His tie turned green. “Well, I’m glad I could be of help, but all I did was ask the right questions. If you would like, though I appreciate that it is no longer a problem in terms of your magic, we could talk through these… stressful events that caused your outbursts in the first place. A spiritual epiphany, no matter how much it may have calmed your soul, is not enough to make these memories, and the emotions within them, disappear. You may not have another magical outburst, but there are other kinds of stress-related attacks that you may be vulnerable to.”

I considered his words and thought back to some of the events in question. The time a comrade of mine had his brains blown out by a Taliban sniper right in front of me. The Syrian teenager I had killed before he had the chance to pull the trigger on his dead father’s rusty AK-47. The charnel house of body parts in an Afghani village after a suicide attack.

The emotions I felt when I pictured them were still the same, still raw and painful. But there was a certain strength gained in acknowledging that they were in fact my memories. That I had been there, done and seen those things as opposed to somebody else. I had agency rather than just being a spectator forced to watch, and that gave me back my control. I don’t think I would ever fully move past the pain I felt when I looked back at those moments, but I also don’t think I wanted to, or perhaps deserved to. I was still alive to feel that pain when so many weren’t, and I couldn’t just throw that away.

It would no longer be a problem; I knew that at least. They may continue to reign in my nightmares, but I was back in control in the waking world.

“No… No thank you, Rupert. I believe I have my emotions well in check. Thank you for offering though.” I told him with a smile I didn’t really feel.

His tie flashed black as he nodded solemnly. “Well, in that case, I believe we are finished. Unless there is anything else you wish to discuss?”

I shook my head, and we both stood up. “Thank you again Mr Mudoil.” I held out my hand.

“You are very welcome Mr Thorneheart. If you’d ever like to talk, here is my card.” He shook my hand and pulled out a white card with his name and address on it and gave it to me.

With that, he walked over and opened the door once more.
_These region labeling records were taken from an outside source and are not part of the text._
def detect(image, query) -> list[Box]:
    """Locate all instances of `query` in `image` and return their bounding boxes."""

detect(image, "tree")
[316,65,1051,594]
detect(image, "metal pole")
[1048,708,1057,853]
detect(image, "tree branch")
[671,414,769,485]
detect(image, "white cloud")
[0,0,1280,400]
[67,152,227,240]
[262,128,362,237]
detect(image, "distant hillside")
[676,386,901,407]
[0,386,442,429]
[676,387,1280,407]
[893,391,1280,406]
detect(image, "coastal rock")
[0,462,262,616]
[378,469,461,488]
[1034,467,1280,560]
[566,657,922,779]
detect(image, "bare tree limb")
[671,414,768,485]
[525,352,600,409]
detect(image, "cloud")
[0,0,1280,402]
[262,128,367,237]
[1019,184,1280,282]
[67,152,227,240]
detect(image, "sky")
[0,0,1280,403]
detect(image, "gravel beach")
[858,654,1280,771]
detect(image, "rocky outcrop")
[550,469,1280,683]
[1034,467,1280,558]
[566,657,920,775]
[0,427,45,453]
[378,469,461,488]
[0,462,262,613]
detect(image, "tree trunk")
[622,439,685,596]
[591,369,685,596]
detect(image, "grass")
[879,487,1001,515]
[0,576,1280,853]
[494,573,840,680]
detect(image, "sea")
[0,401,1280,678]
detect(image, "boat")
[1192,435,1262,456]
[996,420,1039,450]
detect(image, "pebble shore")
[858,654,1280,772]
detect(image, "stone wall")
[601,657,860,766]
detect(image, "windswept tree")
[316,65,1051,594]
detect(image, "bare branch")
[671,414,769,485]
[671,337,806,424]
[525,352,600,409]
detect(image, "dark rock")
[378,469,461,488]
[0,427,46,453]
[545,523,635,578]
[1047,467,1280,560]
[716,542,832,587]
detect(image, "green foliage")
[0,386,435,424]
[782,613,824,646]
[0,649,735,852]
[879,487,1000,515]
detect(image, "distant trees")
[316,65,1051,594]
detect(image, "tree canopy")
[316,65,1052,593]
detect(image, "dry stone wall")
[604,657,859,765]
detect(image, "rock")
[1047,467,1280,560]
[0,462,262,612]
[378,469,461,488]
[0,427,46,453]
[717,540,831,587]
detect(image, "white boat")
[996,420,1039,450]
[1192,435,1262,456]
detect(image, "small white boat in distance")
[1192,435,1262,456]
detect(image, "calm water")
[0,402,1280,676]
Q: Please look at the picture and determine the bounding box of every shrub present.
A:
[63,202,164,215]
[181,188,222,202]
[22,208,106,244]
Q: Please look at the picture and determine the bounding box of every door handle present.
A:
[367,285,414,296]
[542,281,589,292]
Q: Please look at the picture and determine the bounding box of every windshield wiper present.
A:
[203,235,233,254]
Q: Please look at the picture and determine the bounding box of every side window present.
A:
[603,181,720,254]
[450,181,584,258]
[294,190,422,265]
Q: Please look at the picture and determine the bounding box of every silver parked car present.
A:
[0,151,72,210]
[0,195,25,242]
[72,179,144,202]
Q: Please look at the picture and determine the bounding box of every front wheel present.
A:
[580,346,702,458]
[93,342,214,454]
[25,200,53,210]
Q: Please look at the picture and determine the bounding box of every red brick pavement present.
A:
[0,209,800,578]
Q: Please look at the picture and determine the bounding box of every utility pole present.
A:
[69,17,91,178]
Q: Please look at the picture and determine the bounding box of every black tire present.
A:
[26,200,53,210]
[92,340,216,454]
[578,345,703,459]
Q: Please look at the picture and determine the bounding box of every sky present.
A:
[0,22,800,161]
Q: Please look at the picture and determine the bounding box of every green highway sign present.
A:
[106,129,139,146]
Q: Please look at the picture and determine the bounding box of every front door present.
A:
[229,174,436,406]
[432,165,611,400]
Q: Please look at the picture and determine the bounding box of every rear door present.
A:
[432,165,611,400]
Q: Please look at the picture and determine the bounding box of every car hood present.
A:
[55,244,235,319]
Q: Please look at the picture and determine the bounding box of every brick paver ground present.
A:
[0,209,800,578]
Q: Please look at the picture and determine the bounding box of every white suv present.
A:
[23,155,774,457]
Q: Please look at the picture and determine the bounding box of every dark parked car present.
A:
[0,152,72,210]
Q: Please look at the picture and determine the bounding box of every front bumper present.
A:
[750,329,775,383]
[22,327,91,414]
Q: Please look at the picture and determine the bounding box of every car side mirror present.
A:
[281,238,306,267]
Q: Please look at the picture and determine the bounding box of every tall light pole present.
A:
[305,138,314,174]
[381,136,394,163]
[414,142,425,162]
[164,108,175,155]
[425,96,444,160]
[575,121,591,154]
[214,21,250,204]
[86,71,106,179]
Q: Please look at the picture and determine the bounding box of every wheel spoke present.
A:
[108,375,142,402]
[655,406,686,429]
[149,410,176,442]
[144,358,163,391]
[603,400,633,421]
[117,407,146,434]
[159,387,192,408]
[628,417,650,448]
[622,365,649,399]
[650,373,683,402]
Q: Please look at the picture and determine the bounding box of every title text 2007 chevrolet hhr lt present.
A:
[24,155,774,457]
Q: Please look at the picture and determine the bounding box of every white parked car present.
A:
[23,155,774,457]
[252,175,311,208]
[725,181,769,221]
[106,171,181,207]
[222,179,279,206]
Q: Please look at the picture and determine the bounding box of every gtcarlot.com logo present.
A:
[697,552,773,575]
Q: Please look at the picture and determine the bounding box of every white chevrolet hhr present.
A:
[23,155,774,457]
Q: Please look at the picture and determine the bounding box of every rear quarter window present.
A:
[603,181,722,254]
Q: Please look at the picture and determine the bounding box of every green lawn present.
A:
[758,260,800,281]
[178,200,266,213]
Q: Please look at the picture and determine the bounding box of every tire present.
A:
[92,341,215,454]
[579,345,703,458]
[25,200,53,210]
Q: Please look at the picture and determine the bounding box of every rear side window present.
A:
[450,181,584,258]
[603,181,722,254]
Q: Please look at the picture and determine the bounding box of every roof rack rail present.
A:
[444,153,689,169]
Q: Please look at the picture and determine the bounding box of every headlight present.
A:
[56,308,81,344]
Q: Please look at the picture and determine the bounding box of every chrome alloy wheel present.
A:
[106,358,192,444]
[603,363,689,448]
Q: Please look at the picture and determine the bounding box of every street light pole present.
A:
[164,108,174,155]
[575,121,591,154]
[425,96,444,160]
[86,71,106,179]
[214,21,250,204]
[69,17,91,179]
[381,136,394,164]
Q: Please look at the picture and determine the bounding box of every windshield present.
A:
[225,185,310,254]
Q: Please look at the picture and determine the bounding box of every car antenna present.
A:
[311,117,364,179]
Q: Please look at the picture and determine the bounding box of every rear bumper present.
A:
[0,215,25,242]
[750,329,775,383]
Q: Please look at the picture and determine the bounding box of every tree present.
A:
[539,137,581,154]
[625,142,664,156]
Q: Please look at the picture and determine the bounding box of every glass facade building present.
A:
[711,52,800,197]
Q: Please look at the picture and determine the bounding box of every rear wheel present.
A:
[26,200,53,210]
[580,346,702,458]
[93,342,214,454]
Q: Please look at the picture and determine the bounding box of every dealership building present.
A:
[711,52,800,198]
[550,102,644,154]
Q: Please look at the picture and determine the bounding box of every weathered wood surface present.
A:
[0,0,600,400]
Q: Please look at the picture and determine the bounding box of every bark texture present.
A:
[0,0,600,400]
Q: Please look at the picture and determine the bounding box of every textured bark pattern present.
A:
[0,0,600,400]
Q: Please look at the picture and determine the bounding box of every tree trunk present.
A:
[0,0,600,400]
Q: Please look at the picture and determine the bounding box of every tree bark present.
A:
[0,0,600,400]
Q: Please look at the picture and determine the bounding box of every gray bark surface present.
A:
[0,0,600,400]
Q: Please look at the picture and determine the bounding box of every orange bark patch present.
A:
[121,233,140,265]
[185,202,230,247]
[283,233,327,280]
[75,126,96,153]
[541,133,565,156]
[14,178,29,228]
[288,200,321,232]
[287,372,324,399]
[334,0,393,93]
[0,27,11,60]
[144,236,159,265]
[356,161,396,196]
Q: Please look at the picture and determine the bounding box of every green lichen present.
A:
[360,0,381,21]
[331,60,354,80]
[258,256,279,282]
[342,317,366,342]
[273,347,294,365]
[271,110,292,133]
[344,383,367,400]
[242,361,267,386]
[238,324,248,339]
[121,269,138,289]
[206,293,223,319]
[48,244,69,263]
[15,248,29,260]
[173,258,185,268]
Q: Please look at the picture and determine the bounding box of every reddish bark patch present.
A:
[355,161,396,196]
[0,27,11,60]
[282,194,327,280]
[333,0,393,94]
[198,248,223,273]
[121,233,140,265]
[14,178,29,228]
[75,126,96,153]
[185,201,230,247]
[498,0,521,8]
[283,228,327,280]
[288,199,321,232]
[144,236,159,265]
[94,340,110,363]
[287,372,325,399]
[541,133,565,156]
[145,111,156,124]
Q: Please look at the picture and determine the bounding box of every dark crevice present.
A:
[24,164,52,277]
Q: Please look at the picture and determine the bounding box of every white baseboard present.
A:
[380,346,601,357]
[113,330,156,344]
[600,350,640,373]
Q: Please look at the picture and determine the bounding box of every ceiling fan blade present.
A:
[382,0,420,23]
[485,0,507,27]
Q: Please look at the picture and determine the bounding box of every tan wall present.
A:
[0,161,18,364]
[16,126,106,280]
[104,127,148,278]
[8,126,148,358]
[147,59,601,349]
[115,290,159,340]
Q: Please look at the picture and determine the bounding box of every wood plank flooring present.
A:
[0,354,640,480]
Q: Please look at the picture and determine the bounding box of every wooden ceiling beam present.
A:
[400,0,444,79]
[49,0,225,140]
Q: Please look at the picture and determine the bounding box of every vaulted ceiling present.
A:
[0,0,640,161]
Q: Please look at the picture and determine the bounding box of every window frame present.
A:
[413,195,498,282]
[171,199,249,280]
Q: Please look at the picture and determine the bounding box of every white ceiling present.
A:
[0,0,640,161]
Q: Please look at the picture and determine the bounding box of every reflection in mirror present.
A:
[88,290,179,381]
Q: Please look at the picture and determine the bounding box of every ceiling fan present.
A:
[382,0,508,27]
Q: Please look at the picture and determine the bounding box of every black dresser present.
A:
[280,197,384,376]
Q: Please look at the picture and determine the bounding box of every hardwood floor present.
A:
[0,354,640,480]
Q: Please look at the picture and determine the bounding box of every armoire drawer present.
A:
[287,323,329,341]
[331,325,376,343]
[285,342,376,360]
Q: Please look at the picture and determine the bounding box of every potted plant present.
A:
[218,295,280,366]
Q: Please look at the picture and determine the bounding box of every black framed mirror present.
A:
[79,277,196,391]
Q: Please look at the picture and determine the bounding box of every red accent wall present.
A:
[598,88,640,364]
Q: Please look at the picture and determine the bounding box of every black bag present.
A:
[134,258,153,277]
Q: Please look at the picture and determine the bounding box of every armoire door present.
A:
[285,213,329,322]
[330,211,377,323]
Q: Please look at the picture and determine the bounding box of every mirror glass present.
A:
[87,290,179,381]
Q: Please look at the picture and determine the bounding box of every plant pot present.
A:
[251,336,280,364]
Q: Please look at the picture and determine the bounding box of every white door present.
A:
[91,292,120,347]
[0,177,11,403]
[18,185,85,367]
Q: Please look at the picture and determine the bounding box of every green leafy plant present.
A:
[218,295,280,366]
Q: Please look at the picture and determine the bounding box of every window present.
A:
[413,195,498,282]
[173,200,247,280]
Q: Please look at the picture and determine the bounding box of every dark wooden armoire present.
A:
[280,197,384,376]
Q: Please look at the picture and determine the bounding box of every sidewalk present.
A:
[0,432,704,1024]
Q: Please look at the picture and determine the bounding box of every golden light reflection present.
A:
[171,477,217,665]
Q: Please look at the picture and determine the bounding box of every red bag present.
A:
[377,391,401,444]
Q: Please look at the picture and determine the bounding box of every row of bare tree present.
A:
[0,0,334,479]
Rather unsurprisingly, mother was stood there impatiently waiting and looking as though she had been pacing. I doubted she had been listening in, however. She wasn’t perfect but I knew she respected our privacy.

“Well? That was awfully quick.” She commented with a hint of concern in her voice.

“You have a remarkable young man on your hands Mrs Thorneheart. I do believe his magical mishaps have come to an end, though that is more down to your son’s exceptional maturity than my own efforts. I cannot say if his nightmares will continue, but it is likely and that is, unfortunately, beyond my abilities to correct, just as it is beyond yours. I look forward to our next session Mrs Thorneheart, as well as seeing what this young man will accomplish in the years to come.” He told her in a confident tone.

“I… see. Thank you Mr Mudoil. Have a pleasant day.” She replied, equal parts shocked and confused, though she did well to hide it.

“Likewise. Mrs Thorneheart, Mr Thorneheart.” He replied with finality.

With that, he stepped into the fireplace, pulled a handful of floo powder from his pocket, spoke “St Mungo’s” and then was gone in a puff of green fire.

Mother and I turned to look at one another.

“Well?” she demanded with an expectant look on her face.

“Incendio,” I said with a click of my fingers and a wry grin on my face, choosing this time only to channel a much smaller part of my anger instead of burning rage, and both the itching in my fingers and the resulting small flame proved my hypothesis on the matter had been correct. “You weren’t wrong, he was pretty good.” It was difficult to keep the mirth from my voice despite my quickly fleeting anger.

Her eyes flicked between mine and the flame. I couldn’t tell what was going through her mind, but there was only one thing on my mind at that moment.

My self-imposed obligations were complete, and it was time to let release the hound and really see how far and fast it could run. First things first, where the hell is that damned house elf?